La mencionada sentencia de 11 de octubre de 2017 (rcud. 3.911/2015) ha supuesto hasta la fecha un punto de inflexión por la rectificación que el Pleno del Tribunal Supremo acometió de la jurisprudencia expuesta solo para un concreto caso que, como advierte el Instituto recurrente, es distinto al examinado: el reconocimiento en la pensión de viudedad en supuestos de separación o divorcio del complemento a mínimos en su integridad y no a prorrata del tiempo de convivencia si no concurren varios beneficiarios. En síntesis y ante la cuestión de cómo se calcula el importe del complemento a mínimos de una pensión de viudedad causada en supuestos de separación o divorcio, que se reconoce a prorrata del tiempo de convivencia con el causante, y en particular, si debe aplicarse al complemento la misma prorrata que la aplicada a la pensión de viudedad o tiene derecho al mismo íntegramente, la sentencia del Pleno rectifica su jurisprudencia anterior para reconocer el derecho al importe íntegro del complemento cuando no existe concurrencia de beneficiarios y sin embargo, a prorrata cuando concurran varios beneficiarios, y ello por cuanto el complemento a mínimos se trata de una prestación complementaria con naturaleza propia y no vinculada a la pensión respecto de la que se solicita.
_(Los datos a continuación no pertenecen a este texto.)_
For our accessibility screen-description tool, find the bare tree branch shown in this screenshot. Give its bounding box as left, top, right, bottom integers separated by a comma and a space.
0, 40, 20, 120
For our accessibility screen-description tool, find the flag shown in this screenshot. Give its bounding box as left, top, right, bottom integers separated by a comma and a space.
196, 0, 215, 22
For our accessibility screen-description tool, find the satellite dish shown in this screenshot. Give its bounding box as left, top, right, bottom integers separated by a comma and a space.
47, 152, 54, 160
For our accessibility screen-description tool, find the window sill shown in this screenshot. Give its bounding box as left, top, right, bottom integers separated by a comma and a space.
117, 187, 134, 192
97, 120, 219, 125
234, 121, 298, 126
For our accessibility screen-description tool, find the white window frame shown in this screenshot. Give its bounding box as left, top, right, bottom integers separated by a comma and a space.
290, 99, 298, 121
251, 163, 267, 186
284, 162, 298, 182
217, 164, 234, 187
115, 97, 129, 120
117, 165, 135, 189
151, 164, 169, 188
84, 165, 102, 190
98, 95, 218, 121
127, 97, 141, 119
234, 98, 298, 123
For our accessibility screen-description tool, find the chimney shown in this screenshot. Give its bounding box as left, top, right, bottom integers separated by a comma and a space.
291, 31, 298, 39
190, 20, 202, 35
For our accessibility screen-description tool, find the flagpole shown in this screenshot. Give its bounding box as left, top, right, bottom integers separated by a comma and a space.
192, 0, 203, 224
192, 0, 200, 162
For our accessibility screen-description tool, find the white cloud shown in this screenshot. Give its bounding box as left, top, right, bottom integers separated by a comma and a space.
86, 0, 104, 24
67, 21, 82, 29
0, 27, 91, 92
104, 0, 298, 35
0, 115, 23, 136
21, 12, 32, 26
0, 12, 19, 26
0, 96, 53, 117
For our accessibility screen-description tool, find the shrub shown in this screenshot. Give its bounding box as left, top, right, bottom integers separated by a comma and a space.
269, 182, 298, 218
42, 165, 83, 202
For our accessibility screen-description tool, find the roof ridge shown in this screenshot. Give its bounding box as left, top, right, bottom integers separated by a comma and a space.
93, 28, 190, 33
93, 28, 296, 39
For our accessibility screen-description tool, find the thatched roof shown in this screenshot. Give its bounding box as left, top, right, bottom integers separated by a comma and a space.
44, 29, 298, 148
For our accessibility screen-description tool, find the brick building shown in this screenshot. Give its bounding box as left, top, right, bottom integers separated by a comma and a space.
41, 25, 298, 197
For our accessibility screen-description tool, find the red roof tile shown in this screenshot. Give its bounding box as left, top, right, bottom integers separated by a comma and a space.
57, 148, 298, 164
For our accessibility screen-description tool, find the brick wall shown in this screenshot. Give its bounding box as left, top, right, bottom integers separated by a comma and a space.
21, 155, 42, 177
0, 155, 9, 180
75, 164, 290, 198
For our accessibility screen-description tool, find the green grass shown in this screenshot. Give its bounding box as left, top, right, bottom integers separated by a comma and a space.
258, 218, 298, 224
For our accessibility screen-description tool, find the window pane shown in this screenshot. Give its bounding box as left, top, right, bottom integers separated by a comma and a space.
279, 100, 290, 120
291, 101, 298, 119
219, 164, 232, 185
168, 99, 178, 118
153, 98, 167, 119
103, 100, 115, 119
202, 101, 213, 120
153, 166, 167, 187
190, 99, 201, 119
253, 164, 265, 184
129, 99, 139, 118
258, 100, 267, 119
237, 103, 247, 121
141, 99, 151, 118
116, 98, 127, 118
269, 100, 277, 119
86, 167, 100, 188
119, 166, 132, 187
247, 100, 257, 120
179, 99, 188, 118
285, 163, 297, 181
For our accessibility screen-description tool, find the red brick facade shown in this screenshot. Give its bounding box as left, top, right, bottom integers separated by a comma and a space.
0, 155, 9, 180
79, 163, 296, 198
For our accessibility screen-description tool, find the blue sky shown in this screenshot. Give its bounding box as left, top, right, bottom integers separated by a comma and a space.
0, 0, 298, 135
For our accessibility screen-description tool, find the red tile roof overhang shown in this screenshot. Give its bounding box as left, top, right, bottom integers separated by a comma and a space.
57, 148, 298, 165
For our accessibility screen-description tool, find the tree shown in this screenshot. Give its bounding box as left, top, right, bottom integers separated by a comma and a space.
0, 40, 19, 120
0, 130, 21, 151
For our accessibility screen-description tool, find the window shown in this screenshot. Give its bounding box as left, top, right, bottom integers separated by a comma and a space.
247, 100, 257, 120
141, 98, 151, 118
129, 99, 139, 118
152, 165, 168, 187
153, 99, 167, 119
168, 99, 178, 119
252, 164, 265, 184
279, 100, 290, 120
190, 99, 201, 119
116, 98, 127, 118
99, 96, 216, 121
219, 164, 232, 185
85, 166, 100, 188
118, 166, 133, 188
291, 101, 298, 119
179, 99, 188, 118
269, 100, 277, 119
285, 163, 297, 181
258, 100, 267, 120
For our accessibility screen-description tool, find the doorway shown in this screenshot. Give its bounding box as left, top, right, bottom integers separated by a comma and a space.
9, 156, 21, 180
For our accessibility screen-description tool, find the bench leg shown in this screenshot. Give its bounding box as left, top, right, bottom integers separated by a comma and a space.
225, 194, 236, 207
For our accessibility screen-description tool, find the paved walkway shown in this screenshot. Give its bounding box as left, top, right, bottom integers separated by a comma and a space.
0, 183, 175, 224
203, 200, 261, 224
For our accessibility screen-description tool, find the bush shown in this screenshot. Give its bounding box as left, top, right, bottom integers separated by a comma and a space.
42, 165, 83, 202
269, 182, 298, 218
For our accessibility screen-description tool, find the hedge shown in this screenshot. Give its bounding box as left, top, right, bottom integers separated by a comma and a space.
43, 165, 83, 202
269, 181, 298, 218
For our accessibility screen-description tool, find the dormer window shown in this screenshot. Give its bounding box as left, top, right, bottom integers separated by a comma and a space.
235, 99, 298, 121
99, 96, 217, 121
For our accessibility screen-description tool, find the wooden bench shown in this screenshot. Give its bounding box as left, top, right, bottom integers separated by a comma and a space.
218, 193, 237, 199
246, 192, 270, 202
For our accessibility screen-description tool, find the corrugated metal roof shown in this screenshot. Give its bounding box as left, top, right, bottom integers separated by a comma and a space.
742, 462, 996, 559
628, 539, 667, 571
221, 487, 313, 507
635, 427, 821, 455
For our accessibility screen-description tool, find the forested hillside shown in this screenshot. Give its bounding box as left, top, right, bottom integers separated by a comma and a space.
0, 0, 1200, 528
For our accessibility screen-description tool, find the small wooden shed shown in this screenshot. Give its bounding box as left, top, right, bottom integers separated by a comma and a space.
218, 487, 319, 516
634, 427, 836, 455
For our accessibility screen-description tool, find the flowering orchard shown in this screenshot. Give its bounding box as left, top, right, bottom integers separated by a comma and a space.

Acudiendo a su fundamentación jurídica, se afirma en ella que «La cuestión controvertida se ciñe a determinar el modo de calcular el importe del complemento por mínimos en el caso de la pensión de viudedad que es reconocida a quien, por hallarse separado o divorciado del causante, se le abona la pensión en atención a la prorrata por el tiempo de convivencia con aquel.
[...]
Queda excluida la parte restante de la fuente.